County of Salt Lake )
On this 23rd day of June, 1996, personally appeared before me Allen
Thomason, whose identity is personally known to me and who by me duly sworn, did
say that she is the Secretary of The Canton Industrial Corporation and that said
document was signed by her on behalf of said corporation by authority of its
Bylaws, and the Resolution of its Board of Directors, and said Allen Thomason
acknowledged to me that said corporation executed the same.
/s/ Regina Ainsworth
Notary Public
2/9/95
My Commission Expires
Seal
The original of this document has a notaial seal from the notary indicating
the notary's address and the date her commission expires and has the seal of the
State of Utah.
In this location, the origial of this document has a stamp indicating
that this document was received on July 22, 1994 by the Secretary of State of
the State of Nevada.
In this location, the origial of this document has an official stamp
indicating that it was filed with the Secretary of State of the State of Nevada.
CERTIFICATE OF AMENDMENT
OF THE ARTICLES OF INCORPORATION
OF
THE CANTON INDUSTRIAL CORPORATION
(AFTER ISSUANCE OF STOCK)
Pursuant to Section 78.390(1)(c)
of the Nevada Revised Statutes
We the undersigned, as duly authorized officers of The Canton
Industrial Corporation, a Nevada corporation (the "Company"), hereby certify
that on April 26, 1996 the Company's Board of Directors of held a meeting at
which the Board voted to amend Article First of the Articles of Incorporation to
read as follows:
FIRST. The name of the Company shall be CyberAmerica Corporation.

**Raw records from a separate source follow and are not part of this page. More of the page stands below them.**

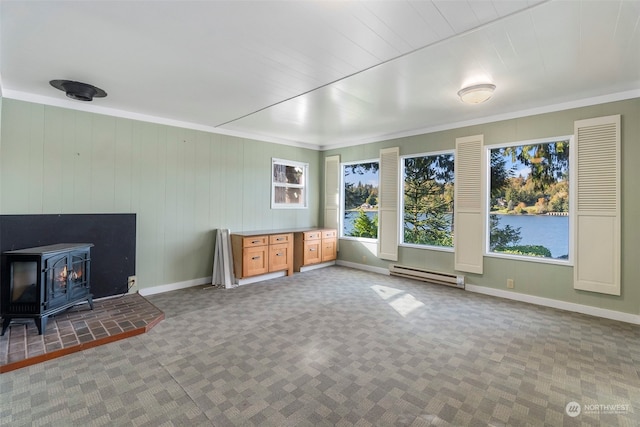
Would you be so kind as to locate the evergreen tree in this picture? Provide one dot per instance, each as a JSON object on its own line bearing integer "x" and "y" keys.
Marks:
{"x": 427, "y": 200}
{"x": 363, "y": 226}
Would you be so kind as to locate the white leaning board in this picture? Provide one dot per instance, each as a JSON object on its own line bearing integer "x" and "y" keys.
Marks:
{"x": 223, "y": 260}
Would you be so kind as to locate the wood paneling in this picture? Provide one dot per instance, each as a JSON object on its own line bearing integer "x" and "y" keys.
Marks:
{"x": 182, "y": 184}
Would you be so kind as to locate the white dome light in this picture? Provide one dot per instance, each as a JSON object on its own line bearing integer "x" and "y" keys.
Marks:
{"x": 476, "y": 94}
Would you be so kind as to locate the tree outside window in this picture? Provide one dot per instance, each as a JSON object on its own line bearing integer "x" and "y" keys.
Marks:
{"x": 529, "y": 199}
{"x": 428, "y": 196}
{"x": 360, "y": 199}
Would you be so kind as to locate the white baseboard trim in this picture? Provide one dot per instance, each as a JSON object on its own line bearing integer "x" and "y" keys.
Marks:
{"x": 261, "y": 278}
{"x": 364, "y": 267}
{"x": 316, "y": 266}
{"x": 174, "y": 286}
{"x": 562, "y": 305}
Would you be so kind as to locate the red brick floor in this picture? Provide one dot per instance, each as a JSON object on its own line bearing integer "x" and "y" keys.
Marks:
{"x": 76, "y": 329}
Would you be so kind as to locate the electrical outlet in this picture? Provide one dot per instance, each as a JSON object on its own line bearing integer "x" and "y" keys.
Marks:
{"x": 132, "y": 283}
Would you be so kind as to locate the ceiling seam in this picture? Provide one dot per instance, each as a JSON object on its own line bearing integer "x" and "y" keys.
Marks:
{"x": 438, "y": 42}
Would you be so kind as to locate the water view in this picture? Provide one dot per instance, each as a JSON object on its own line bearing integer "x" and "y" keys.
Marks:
{"x": 549, "y": 231}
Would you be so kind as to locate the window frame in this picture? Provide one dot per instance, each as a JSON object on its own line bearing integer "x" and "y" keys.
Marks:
{"x": 487, "y": 192}
{"x": 342, "y": 201}
{"x": 401, "y": 241}
{"x": 304, "y": 186}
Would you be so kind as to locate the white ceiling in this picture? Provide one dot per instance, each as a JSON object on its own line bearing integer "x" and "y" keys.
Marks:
{"x": 321, "y": 73}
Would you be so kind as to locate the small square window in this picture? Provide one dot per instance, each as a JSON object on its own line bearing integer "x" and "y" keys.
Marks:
{"x": 289, "y": 184}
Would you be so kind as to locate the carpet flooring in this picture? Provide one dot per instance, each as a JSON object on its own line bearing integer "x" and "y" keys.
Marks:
{"x": 341, "y": 347}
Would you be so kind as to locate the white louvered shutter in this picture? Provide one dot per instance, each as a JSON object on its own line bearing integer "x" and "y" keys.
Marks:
{"x": 388, "y": 204}
{"x": 469, "y": 224}
{"x": 597, "y": 210}
{"x": 332, "y": 192}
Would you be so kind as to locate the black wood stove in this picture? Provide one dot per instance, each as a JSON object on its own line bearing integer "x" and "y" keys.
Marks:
{"x": 42, "y": 281}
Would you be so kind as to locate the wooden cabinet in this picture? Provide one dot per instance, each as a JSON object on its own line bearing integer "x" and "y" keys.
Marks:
{"x": 314, "y": 247}
{"x": 254, "y": 255}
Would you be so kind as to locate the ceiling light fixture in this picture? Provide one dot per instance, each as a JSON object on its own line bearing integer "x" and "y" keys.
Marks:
{"x": 476, "y": 94}
{"x": 77, "y": 90}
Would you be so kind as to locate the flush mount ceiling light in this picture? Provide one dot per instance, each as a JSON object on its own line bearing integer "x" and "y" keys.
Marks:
{"x": 78, "y": 90}
{"x": 476, "y": 94}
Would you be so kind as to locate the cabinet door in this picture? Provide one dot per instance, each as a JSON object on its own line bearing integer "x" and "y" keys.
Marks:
{"x": 279, "y": 257}
{"x": 328, "y": 249}
{"x": 312, "y": 252}
{"x": 255, "y": 261}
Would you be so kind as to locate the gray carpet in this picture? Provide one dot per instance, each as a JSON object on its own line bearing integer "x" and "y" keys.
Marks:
{"x": 341, "y": 347}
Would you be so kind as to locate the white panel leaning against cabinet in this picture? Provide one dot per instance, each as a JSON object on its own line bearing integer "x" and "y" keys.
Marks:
{"x": 597, "y": 211}
{"x": 222, "y": 261}
{"x": 332, "y": 192}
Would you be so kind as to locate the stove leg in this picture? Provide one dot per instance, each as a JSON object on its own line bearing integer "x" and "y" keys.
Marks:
{"x": 41, "y": 324}
{"x": 5, "y": 325}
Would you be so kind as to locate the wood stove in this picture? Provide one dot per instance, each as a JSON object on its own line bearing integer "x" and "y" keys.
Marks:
{"x": 45, "y": 280}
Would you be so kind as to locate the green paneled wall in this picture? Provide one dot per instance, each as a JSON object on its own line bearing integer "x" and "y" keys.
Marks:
{"x": 537, "y": 279}
{"x": 182, "y": 184}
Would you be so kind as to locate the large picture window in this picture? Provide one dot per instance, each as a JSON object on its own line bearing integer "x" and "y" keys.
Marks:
{"x": 529, "y": 199}
{"x": 360, "y": 199}
{"x": 288, "y": 184}
{"x": 427, "y": 203}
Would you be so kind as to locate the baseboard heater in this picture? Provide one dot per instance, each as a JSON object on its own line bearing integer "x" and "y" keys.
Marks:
{"x": 427, "y": 275}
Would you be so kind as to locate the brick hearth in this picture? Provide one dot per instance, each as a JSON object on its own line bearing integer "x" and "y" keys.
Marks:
{"x": 77, "y": 329}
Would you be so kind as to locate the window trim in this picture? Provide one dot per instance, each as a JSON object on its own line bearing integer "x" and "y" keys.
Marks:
{"x": 304, "y": 185}
{"x": 401, "y": 204}
{"x": 486, "y": 191}
{"x": 342, "y": 207}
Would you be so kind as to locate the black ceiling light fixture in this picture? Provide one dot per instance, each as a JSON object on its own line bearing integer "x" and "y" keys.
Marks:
{"x": 78, "y": 90}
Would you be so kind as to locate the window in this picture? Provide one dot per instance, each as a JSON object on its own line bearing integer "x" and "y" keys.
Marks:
{"x": 288, "y": 184}
{"x": 360, "y": 199}
{"x": 427, "y": 203}
{"x": 529, "y": 199}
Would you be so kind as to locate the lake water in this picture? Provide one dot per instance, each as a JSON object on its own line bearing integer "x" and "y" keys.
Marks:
{"x": 549, "y": 231}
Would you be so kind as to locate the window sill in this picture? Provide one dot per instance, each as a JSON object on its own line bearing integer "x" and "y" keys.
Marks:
{"x": 430, "y": 248}
{"x": 540, "y": 260}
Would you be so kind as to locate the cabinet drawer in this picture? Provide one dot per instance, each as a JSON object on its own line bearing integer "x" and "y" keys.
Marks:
{"x": 312, "y": 235}
{"x": 255, "y": 261}
{"x": 312, "y": 252}
{"x": 279, "y": 256}
{"x": 248, "y": 242}
{"x": 327, "y": 234}
{"x": 280, "y": 238}
{"x": 328, "y": 249}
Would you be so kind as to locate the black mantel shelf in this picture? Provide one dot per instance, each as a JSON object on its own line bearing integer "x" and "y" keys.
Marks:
{"x": 49, "y": 249}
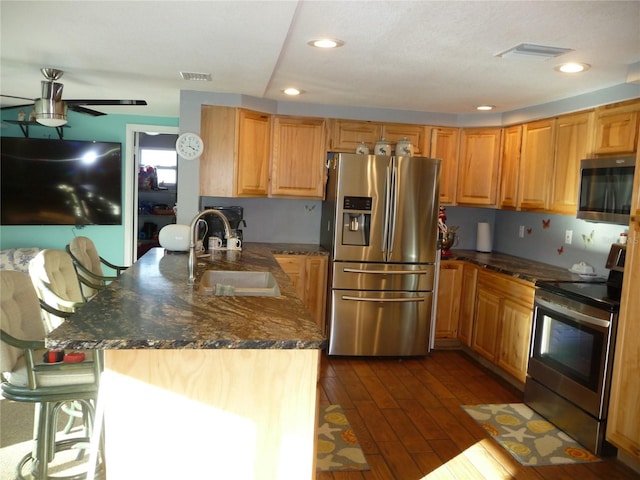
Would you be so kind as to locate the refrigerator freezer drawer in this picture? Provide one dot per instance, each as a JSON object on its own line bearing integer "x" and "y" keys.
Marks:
{"x": 383, "y": 276}
{"x": 379, "y": 323}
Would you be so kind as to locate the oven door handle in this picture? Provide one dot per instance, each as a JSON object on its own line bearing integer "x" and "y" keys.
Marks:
{"x": 576, "y": 316}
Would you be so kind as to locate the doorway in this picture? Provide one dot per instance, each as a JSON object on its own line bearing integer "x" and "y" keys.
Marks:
{"x": 157, "y": 197}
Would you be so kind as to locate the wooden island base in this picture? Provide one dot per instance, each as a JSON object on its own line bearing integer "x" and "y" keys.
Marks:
{"x": 207, "y": 413}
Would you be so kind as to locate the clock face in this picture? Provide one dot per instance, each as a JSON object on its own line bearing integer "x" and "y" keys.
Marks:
{"x": 189, "y": 146}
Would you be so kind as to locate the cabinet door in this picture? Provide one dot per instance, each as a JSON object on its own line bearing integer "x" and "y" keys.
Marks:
{"x": 217, "y": 162}
{"x": 467, "y": 303}
{"x": 293, "y": 266}
{"x": 478, "y": 166}
{"x": 308, "y": 274}
{"x": 444, "y": 145}
{"x": 624, "y": 409}
{"x": 346, "y": 135}
{"x": 448, "y": 308}
{"x": 617, "y": 128}
{"x": 515, "y": 334}
{"x": 315, "y": 288}
{"x": 510, "y": 165}
{"x": 298, "y": 157}
{"x": 416, "y": 134}
{"x": 536, "y": 165}
{"x": 573, "y": 143}
{"x": 253, "y": 148}
{"x": 485, "y": 325}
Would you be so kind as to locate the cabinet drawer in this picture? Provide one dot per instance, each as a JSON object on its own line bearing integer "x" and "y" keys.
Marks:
{"x": 514, "y": 288}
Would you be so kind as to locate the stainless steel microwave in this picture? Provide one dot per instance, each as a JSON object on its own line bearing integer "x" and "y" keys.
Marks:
{"x": 606, "y": 187}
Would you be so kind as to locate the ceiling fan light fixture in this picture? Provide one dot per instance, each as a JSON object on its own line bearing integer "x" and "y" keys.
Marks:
{"x": 50, "y": 113}
{"x": 573, "y": 67}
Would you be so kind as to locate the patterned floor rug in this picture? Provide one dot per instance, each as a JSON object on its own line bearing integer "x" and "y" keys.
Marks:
{"x": 338, "y": 448}
{"x": 527, "y": 436}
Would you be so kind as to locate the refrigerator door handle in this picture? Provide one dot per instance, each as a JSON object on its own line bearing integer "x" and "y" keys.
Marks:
{"x": 393, "y": 194}
{"x": 388, "y": 300}
{"x": 387, "y": 209}
{"x": 386, "y": 272}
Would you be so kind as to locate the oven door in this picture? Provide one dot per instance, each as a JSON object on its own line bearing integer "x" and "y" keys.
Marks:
{"x": 571, "y": 351}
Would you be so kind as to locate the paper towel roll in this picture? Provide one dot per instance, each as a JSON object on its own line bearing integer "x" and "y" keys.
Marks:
{"x": 483, "y": 243}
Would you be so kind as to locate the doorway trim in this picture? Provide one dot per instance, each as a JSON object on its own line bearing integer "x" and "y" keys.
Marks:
{"x": 131, "y": 193}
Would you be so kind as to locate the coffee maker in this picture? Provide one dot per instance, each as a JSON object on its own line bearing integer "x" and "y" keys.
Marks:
{"x": 216, "y": 227}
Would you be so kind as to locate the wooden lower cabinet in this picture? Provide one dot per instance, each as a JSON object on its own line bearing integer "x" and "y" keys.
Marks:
{"x": 502, "y": 323}
{"x": 448, "y": 308}
{"x": 467, "y": 303}
{"x": 308, "y": 273}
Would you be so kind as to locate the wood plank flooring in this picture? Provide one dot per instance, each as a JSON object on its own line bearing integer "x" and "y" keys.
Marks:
{"x": 407, "y": 417}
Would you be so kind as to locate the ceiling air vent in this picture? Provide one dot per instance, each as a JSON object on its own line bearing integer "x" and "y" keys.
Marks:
{"x": 533, "y": 51}
{"x": 196, "y": 77}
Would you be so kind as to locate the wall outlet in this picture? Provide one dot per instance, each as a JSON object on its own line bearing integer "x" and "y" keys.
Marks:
{"x": 568, "y": 236}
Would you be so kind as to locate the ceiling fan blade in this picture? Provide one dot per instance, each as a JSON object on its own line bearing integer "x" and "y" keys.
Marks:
{"x": 17, "y": 106}
{"x": 106, "y": 102}
{"x": 20, "y": 98}
{"x": 88, "y": 111}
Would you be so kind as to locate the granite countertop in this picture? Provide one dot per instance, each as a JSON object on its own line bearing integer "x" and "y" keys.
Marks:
{"x": 151, "y": 306}
{"x": 517, "y": 267}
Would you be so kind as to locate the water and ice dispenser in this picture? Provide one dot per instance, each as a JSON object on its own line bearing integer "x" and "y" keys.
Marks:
{"x": 356, "y": 220}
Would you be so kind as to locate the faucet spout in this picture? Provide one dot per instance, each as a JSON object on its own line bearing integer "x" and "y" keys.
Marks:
{"x": 193, "y": 230}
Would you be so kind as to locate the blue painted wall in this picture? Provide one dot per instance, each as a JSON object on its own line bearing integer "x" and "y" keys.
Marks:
{"x": 109, "y": 240}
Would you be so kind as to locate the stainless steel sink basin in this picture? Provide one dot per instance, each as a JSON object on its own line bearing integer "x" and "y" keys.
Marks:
{"x": 237, "y": 283}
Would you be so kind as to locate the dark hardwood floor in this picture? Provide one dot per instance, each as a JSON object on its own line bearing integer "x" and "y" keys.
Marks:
{"x": 407, "y": 417}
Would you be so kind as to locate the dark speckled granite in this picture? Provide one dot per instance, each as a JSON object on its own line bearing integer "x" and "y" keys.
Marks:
{"x": 517, "y": 267}
{"x": 151, "y": 306}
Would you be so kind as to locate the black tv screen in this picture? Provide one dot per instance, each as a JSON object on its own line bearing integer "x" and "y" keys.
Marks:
{"x": 60, "y": 182}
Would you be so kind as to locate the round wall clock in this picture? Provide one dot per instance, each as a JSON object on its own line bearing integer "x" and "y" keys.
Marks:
{"x": 189, "y": 146}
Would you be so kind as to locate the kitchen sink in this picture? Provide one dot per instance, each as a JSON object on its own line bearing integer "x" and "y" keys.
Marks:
{"x": 239, "y": 283}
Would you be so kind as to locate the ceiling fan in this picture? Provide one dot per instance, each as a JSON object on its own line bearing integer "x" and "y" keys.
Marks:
{"x": 51, "y": 111}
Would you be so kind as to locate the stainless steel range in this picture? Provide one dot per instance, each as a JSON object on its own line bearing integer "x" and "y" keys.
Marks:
{"x": 571, "y": 353}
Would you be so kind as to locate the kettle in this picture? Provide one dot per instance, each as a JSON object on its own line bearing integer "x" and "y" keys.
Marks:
{"x": 404, "y": 147}
{"x": 383, "y": 147}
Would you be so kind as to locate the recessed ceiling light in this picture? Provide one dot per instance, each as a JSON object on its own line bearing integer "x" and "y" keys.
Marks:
{"x": 326, "y": 43}
{"x": 292, "y": 91}
{"x": 573, "y": 67}
{"x": 196, "y": 76}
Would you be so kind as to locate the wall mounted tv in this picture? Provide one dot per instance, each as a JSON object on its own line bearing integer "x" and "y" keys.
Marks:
{"x": 60, "y": 182}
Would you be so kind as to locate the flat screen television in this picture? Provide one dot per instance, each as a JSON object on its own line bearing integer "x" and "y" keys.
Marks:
{"x": 60, "y": 182}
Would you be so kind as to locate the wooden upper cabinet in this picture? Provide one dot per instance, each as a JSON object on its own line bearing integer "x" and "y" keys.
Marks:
{"x": 416, "y": 134}
{"x": 479, "y": 166}
{"x": 236, "y": 153}
{"x": 510, "y": 167}
{"x": 346, "y": 135}
{"x": 298, "y": 157}
{"x": 574, "y": 138}
{"x": 536, "y": 165}
{"x": 617, "y": 128}
{"x": 253, "y": 149}
{"x": 444, "y": 146}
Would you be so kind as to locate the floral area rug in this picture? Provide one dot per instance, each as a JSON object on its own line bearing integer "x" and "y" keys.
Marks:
{"x": 527, "y": 436}
{"x": 337, "y": 447}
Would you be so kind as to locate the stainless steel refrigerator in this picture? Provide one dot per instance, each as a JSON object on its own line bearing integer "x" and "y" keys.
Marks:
{"x": 379, "y": 223}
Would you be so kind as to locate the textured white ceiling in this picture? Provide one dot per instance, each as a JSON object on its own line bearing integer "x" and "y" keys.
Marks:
{"x": 431, "y": 56}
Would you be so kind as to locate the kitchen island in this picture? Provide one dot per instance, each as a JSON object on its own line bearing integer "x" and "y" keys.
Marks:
{"x": 202, "y": 386}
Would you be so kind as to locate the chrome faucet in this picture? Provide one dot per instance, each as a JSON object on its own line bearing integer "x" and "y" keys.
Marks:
{"x": 193, "y": 233}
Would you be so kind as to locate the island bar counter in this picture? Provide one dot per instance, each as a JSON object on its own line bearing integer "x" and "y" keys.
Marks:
{"x": 199, "y": 386}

This amendment was approved by the holders of a majority of the Company's issued
and outstanding common stock represented in person or by proxy at the Company's
Annual Meeting of Shareholders held June 18, 1996.
THE CANTON INDUSTRIAL CORPORATION
/s/ Richard D. Surber
Richard D. Surber
President, Chief Executive Officer and Director
/s/ Susan S. Waldrop
Susan S. Waldrop
Secretary, Treasurer and Chief Financial Officer
<PAGE>
State of Utah )
ss.
County of Salt Lake )
On this 17th day of June, 1996, personally appeared
before me Richard D. Surber, whose identity is personally known to me and who by
me duly sworn, did say that he is the President and a Director of The Canton
Industrial Corporation and that said document was signed by him on behalf of
said corporation by authority of its Bylaws, and the Resolution of its Board of
Directors, and said Richard Surber acknowledged to me that said corporation
executed the same.
/s/ Matthew G. Colvin
Notary Public
Seal
The original of this document has a notarial seal from the notary
indicating the notary's address and that his commission expires on October 27,
1998 and has the official seal of the State of Utah.
State of Utah )
ss.
County of Salt Lake )
On this 17th day of June, 1996, personally appeared
before me Susan S. Waldrop, whose identity is personally known to me and who by
me duly sworn, did say that she is the Secretary of The Canton Industrial
Corporation and that said document was signed by her on behalf of said
corporation by authority of its Bylaws, and the Resolution of its Board of
Directors, and said Susan Waldrop acknowledged to me that said corporation
executed the same.
/s/ Matthew G. Colvin
Notary Public
Seal The original of this document has a notarial seal from the notary
indicating the notary's address and that his commission expires on October 27,
1998 and has the official seal of the State of Utah.
On the reverse side of the original copy of this document is an
embossed seal of the State of Nevada, Secretary of State's office certifying
that this a true and complete copy of the document as filed in their office,
dated June 18, 1996 and signed by an official of the State of Nevada.